When I was drawn to this particular plant, even though it did not look menacing, I could not help wondering if the markings on the tentacle-like leaves were nature's way of ensuring its cardinal principle of survival of the fittest, by attracting, luring its food to come closer. Would it follow that those leaves would close in on an unsuspecting insect, or a flower, or a fruit, and then feast upon it.

In any case, the duration of my composing the picture and clicking the camera passed without any demonstration of aggression.

Charu wrote:

I can alomst see tantacles worming.
They will seize me any minute. Sinister. And, effective.

Monday, November 28, 2011


Serendipity: a happy accident, a pleasant surprise.

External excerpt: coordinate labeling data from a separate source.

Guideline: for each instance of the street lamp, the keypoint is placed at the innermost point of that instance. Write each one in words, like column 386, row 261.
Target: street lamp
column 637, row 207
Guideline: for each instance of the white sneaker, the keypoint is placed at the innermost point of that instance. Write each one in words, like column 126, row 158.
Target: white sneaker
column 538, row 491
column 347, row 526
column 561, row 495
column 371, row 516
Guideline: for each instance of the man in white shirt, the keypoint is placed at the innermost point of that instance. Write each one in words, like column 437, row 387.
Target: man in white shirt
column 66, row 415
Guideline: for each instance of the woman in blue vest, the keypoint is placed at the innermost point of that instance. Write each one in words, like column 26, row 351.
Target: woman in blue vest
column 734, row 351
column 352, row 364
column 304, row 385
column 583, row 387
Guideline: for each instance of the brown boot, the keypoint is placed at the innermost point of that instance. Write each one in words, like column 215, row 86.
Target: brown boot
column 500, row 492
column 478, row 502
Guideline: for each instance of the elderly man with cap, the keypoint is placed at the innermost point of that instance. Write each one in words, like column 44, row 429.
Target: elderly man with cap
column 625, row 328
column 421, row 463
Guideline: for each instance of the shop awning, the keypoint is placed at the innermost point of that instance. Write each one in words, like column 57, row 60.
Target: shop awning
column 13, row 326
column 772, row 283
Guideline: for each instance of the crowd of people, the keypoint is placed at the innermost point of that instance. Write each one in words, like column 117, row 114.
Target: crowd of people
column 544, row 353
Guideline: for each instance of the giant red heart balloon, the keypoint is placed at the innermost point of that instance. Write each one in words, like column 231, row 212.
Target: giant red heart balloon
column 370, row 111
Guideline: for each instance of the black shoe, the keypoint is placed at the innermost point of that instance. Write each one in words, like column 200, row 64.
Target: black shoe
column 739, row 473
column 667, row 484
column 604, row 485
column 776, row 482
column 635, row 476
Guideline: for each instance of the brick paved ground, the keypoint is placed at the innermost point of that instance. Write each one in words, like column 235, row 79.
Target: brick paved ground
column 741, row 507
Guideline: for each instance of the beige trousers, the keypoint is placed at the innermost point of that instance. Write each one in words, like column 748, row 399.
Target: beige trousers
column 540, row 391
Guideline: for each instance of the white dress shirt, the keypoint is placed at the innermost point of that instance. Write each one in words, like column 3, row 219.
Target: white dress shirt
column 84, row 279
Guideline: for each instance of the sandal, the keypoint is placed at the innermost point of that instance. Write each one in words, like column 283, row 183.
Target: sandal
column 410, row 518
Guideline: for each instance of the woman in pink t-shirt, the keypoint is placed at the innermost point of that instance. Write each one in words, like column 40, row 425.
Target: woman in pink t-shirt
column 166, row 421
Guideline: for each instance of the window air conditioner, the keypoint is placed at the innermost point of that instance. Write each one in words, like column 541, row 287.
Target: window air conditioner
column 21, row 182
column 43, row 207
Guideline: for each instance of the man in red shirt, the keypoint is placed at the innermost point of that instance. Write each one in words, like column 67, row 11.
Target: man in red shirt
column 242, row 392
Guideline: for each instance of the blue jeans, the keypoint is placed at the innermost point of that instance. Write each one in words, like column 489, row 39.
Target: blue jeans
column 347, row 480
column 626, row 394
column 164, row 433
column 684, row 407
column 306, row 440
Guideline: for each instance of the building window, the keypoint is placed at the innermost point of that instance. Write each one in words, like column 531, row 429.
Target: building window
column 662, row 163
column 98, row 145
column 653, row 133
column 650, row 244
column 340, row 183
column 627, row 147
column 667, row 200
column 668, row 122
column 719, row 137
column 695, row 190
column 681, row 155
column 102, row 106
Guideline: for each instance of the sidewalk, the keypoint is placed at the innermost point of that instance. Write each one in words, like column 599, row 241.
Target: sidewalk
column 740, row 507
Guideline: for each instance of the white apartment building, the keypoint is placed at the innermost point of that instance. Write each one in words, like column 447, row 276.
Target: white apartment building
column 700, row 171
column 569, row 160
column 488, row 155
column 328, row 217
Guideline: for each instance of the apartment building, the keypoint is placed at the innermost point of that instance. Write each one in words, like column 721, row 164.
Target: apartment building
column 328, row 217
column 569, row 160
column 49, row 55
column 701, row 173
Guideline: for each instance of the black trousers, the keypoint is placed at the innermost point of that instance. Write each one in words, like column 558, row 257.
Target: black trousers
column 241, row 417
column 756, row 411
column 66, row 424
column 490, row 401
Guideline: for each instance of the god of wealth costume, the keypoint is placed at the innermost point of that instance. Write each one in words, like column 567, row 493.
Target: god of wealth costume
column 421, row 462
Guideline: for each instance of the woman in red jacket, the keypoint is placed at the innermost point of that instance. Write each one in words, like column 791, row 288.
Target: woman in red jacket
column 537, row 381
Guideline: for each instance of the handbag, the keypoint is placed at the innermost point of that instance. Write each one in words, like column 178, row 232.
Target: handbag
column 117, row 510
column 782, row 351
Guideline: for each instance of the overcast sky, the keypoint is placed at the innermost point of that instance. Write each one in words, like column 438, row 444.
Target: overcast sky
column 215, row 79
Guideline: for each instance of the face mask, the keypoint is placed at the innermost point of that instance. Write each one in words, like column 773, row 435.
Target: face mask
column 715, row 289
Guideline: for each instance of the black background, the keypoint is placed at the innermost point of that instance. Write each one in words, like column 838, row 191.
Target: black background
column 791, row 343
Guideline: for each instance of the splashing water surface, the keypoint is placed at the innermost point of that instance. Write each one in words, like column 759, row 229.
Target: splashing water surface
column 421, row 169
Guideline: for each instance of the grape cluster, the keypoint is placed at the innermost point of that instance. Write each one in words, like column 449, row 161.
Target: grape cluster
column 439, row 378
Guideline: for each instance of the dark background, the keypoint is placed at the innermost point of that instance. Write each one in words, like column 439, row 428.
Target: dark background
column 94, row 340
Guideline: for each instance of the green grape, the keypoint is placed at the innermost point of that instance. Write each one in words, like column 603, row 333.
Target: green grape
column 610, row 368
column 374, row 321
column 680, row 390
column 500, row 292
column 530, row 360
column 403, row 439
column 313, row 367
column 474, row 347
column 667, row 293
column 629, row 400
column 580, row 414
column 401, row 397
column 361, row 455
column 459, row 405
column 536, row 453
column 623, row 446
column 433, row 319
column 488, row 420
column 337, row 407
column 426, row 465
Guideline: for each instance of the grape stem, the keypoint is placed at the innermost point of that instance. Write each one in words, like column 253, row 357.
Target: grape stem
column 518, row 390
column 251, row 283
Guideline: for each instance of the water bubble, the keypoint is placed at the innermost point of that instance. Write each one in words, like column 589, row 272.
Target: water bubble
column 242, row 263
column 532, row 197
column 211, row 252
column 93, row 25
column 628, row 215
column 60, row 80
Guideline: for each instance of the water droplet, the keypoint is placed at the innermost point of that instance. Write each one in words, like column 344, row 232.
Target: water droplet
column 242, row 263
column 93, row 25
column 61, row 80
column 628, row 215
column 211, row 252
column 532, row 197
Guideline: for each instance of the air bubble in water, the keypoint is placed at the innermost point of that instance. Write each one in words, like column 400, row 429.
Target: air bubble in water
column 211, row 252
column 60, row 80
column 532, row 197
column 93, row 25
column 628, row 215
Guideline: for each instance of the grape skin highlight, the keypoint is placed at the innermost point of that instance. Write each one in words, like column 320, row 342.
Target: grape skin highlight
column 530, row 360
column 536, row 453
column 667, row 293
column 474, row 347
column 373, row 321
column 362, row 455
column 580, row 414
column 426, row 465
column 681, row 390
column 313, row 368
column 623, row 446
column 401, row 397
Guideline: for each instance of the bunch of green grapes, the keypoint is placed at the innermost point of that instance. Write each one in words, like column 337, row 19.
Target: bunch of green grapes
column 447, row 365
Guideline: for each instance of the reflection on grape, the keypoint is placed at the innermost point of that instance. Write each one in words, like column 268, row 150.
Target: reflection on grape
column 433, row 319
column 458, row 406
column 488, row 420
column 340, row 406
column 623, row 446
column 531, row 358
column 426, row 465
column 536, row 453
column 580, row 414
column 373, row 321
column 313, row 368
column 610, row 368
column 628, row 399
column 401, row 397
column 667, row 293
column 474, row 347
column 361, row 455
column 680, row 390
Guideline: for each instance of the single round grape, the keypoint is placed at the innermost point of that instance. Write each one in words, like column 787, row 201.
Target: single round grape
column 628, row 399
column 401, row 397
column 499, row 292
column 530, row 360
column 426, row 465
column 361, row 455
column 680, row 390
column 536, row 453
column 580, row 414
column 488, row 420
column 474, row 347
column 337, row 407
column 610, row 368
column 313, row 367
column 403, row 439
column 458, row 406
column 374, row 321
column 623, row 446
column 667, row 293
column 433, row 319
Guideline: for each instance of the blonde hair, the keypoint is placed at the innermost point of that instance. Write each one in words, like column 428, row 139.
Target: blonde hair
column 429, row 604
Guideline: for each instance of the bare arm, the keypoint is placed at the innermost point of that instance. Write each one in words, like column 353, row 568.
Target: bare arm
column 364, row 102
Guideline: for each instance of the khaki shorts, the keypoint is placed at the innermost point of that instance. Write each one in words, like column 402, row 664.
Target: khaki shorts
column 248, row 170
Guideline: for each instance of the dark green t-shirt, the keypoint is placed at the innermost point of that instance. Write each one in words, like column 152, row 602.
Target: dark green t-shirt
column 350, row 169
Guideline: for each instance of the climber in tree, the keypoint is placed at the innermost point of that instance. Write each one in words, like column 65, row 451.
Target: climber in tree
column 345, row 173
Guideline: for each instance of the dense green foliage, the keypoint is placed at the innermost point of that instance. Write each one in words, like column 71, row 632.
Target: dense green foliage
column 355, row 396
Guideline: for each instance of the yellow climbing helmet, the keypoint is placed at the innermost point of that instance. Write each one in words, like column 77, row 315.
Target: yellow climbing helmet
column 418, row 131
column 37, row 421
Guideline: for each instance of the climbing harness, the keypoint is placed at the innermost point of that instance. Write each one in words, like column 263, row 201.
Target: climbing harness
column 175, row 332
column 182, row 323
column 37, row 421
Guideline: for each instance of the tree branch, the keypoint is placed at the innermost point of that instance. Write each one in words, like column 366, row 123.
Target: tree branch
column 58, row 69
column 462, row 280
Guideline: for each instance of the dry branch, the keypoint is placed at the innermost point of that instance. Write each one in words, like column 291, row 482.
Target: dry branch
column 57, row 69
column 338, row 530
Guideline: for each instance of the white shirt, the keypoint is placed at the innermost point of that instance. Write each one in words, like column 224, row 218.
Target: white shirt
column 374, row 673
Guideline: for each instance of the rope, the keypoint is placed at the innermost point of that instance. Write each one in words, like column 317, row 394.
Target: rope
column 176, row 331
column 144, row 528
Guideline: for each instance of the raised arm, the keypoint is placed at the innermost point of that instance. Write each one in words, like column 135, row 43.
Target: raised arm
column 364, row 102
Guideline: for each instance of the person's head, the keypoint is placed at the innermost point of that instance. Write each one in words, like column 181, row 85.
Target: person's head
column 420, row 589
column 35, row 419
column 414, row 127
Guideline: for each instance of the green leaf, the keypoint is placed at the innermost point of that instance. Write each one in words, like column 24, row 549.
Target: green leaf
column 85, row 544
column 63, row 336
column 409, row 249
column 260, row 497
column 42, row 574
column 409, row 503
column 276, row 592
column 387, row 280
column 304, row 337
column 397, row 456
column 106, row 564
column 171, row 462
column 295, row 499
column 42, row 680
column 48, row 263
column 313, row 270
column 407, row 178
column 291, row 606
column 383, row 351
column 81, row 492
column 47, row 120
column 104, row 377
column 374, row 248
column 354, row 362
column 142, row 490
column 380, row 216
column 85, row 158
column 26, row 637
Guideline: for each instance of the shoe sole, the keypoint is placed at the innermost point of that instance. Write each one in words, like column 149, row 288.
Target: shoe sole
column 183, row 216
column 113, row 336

In Sanskrit scriptures, Serendip was the name of what is currently called Sri Lanka ('dip' meaning an island). As the British could not pronounce the word, it became Ceylon.

Etymology Dictionary has this to say about serendipity:
1754 (but rare before 20c.), coined by Horace Walpole (1717-92) in a letter to Mann (dated Jan. 28); he said he formed it from the Persian fairy tale "The Three Princes of Serendip," whose heroes "were always making discoveries, by accidents and sagacity, of things they were not in quest of." The name is from Serendip, an old name for Ceylon (modern Sri Lanka), from Arabic Sarandib, from Skt. Simhaladvipa "Dwelling-Place-of-Lions Island."
Charu wrote:
Oh, that "SwarnaDweep", Golden Island in which you take a dip and get galvanized in gold foil, as in the picture. But oh, where is that place?